Revoir Le Seigneur des Anneaux fait émerger une question essentielle : qu’est-ce qui fait de la trilogie de Jackson un classique ? Comment expliquer que, plus d’une décennie après et en dépit des fulgurants progrès en matière d’effets spéciaux, des nombreuses tentatives de renouer avec un tel succès, cette saga s’impose et bénéficie d’un souffle unique ?

La première explication est à chercher dans le savoir-faire du cinéaste. La communauté de l’anneau se doit d’exposer un monde complexe et profus, et Jackson parvient à équilibrer savamment l’aspect documentaire et la narration. Le sens du détail impressionne avant tout : costumes, accessoires, interaction avec les différentes ethnies, chaque nouveau décor est un tableau soigné à la perfection, au service d’une illusion immersive qui fonctionne comme jamais. En écho à ces plans moyens (La Comté, l’auberge, la forêt des elfes…), le cinéaste prend aussi soin de dessiner la cartographie générale des Terres du Milieu, fidèle à cette unique image qu’avaient les lecteurs de Tolkien en deuxième de couverture. Entre les deux pôles du Mordor et de l’Isengard, le surplomb visuel est d’une maitrise totale : des montagnes aux rivières, des plaines aux forêts, la caméra balaie un territoire si vaste par ces prises de vues sur la Nouvelle-Zélande qu’elle donne avec grandeur le souffle épique de la saga naissante.
Le recours à l’image numérique est certes présent, mais convainc par une intégration harmonieuse, qui fait de la nature et d’une dimension folklorique une véritable priorité. Dès lors, on savourera d’autant plus la forêt laiteuse colonisée par les elfes ou la noirceur minérale des mines de la Moria.
La seconde raison tient bien entendu dans la qualité initiale du livre adapté. De ce point de vue, Jackson préserve avec le plus grand soin les problématiques du roman. La version longue, pourtant redoutable dans une introduction, fonctionne bien en réalité. Le premier volet de la trilogie introduit avec intelligence les grandes lignes à venir : plutôt que de s’épuiser à embrasser la totalité de l’univers à découvrir, l’auteur choisit un représentant de chaque peuple pour figurer dans la fameuse communauté. Cette modestie initiale est particulièrement efficace : les grandes questions sont abordées, tout comme l’est la symbolique de l’anneau et de la convoitise qu’il suscite. Le fait de faire de Frodon le personnage principal souligne cette volonté : dépassé, mutique, il se distingue par une qualité unique, sa bonté et sa résistance à l’attraction maléfique. Autour de lui, les passions se déchainent, les tractations politiques et les mensonges se déploient, tandis qu’il s’attèle à une unique trajectoire, quitte à se délester du groupe.

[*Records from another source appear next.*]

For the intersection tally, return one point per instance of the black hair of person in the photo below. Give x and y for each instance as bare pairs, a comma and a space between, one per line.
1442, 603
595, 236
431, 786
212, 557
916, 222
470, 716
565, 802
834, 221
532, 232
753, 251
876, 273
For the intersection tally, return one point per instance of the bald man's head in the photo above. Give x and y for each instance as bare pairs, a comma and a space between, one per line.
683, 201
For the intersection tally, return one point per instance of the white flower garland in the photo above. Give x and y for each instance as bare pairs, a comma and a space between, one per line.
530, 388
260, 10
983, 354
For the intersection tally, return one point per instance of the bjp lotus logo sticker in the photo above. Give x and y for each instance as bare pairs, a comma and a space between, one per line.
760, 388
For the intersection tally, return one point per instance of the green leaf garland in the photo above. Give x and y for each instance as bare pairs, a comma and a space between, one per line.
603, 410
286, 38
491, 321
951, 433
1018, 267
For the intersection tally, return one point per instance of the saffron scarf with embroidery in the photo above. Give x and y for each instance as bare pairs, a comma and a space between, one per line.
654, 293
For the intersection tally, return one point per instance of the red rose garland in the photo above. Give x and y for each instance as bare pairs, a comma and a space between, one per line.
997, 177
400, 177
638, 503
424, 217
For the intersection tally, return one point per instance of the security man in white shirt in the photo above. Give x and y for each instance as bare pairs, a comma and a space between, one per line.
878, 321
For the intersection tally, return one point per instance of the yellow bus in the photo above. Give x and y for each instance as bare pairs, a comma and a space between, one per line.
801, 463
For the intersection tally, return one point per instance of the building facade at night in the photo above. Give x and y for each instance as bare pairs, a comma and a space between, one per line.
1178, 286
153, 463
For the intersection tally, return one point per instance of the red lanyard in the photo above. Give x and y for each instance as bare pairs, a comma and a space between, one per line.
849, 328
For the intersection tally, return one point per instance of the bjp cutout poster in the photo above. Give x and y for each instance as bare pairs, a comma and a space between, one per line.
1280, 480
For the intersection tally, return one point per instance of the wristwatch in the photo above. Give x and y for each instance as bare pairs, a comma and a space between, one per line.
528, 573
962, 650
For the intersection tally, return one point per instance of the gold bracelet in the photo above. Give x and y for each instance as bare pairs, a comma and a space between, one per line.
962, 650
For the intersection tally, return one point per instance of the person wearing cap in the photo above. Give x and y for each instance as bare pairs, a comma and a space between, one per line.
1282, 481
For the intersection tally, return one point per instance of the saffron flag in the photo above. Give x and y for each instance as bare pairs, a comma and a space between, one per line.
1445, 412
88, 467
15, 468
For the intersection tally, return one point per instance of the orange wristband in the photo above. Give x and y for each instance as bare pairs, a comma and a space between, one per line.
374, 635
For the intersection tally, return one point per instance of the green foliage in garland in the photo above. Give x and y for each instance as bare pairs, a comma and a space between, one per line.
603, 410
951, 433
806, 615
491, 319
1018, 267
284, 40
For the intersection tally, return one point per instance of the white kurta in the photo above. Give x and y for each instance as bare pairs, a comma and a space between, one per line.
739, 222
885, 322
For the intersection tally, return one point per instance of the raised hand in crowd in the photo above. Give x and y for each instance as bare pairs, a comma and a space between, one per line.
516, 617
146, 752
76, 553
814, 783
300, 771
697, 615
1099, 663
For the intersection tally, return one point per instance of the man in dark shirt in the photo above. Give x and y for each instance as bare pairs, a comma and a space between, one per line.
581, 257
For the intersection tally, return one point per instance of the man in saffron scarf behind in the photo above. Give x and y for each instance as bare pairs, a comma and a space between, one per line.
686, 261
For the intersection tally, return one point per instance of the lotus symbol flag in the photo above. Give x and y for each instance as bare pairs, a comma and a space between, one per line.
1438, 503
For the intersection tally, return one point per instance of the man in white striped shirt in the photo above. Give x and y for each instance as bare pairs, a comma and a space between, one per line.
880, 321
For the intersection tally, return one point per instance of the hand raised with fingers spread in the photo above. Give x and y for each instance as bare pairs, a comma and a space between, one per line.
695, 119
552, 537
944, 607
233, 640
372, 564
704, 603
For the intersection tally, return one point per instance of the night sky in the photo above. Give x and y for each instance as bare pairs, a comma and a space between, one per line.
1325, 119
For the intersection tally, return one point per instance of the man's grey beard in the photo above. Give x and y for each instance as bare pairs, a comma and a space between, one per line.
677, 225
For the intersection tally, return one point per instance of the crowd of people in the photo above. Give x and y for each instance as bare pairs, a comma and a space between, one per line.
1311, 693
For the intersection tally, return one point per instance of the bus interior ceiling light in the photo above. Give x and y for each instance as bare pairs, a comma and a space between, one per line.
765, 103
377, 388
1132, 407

L’épique est un prélude dans La Communauté de l’anneau : de grande bataille, il n’est point encore question. Tout se prépare, tout s’annonce. Et pourtant, le souffle est bien là : le frisson de voir la terre d’Isengard s’ouvrir pour y préparer la noire conquête, celle de la Moria dévoiler son armée grouillante et obscure, et la beauté lugubre des Nazgûls arpenter les mêmes chemins que notre frêle héros.
Et le spectateur de se réjouir à l’idée de poursuivre le voyage.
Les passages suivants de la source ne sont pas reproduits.